Anche forti carichi emotivi, non metabolizzati dal punto di vista psicologico, possono portare allo sviluppo di fobofobia.
Come i disturbi d’ansia, anche le fobie specifiche possono essere generate da cause subliminali che vanno poi a scaricarsi in atteggiamenti compulsivi.
Quanto dura la fobofobia?
Le fobie specifiche non hanno una durata predefinita. Questo significa che potrebbero svanire con il passare del tempo o, molto più comunemente, peggiorare con il passare dei giorni, dei mesi e degli anni.

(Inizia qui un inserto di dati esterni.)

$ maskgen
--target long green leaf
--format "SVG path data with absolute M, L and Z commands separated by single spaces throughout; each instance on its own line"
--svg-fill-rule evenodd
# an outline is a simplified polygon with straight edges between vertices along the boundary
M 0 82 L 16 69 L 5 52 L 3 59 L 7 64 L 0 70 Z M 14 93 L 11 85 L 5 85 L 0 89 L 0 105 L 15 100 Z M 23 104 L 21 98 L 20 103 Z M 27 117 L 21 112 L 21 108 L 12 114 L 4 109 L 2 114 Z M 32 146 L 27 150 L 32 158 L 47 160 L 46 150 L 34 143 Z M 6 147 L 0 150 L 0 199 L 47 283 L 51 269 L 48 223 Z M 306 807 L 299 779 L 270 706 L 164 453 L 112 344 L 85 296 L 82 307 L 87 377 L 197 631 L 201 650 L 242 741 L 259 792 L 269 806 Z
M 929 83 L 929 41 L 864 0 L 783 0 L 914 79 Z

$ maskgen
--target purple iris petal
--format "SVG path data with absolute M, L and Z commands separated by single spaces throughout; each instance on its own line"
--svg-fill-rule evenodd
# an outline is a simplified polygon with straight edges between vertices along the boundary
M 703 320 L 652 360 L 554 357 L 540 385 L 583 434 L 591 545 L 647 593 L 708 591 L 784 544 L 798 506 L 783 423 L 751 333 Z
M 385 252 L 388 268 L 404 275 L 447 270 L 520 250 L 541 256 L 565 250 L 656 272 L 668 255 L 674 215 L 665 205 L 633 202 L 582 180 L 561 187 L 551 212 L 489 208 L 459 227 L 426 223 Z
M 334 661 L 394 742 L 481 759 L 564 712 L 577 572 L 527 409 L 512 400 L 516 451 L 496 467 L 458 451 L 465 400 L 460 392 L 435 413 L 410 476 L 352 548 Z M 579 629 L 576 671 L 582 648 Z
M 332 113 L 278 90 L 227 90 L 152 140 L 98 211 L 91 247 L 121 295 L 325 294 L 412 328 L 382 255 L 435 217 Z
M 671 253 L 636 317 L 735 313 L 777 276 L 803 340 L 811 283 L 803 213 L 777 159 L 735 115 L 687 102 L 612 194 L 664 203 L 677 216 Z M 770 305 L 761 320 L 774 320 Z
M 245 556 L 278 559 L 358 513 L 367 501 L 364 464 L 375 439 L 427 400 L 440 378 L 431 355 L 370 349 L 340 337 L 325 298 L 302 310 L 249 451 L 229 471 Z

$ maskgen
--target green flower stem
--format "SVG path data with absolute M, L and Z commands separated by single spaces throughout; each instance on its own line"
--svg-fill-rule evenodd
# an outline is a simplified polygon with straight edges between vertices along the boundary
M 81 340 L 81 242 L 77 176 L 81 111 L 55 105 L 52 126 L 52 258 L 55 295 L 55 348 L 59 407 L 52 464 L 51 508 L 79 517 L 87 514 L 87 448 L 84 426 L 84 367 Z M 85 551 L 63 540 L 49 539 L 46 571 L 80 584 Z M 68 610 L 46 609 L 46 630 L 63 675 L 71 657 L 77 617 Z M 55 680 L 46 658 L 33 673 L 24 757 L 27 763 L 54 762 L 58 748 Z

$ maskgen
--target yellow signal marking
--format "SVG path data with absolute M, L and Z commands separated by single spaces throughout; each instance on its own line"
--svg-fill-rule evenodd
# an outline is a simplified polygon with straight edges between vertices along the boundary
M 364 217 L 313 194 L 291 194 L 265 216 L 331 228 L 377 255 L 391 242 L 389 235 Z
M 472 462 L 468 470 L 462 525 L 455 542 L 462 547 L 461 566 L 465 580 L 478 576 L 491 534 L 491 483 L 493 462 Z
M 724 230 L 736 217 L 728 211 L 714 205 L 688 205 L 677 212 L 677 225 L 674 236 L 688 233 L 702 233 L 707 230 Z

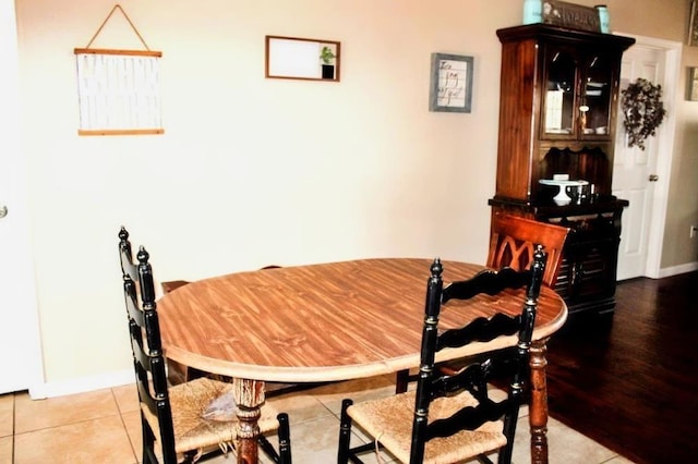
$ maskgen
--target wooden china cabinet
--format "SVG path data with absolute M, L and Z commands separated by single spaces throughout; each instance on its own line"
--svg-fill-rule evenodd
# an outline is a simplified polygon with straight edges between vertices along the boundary
M 635 39 L 545 24 L 500 29 L 497 36 L 492 211 L 569 227 L 555 290 L 570 313 L 612 312 L 621 215 L 628 205 L 611 194 L 618 81 L 621 58 Z

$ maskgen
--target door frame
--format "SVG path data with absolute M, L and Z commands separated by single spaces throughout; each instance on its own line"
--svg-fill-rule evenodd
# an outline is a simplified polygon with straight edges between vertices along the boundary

Il funzionamento della fobia è questo:
- un oggetto/situazione/animale/persona causa in me una risposta emozionale patologica;
- al fine di gestire la risposta emozionale, continuo a riflettere sullo stimolo perché riflettere fornisce la sensazione di gestire meglio le emozioni;
- a lungo andare, la riflessione sullo stimolo diviene compulsiva e può portare allo sviluppo di rimuginio e pensieri invadenti.
Il fobofobico potrebbe allora trovarsi a pensare all’oggetto stressante in ogni momento della giornata, limitando fortemente la propria libertà personale.
Fobofobia: ipotesi di cura
Se la fobofobia è causata dal rapporto con una figura genitoriale, si tratterà di indagare a fondo lo stile di attaccamento dell’individuo e di modificarlo di conseguenza. In alternativa, si potrebbe andare a lavorare sul disturbo d’ansia che è alla base della fobia specifica.
Ad oggi, la terapia cognitivo-comportamentale e quella breve strategica sono tra gli approcci più efficaci nella gestione e nel trattamento delle fobie.
Anche la psicoterapia junghiana è considerata un approccio valido alla decostruzione delle difese (psicopatologie) che l’individuo sviluppa nel corso della sua esistenza.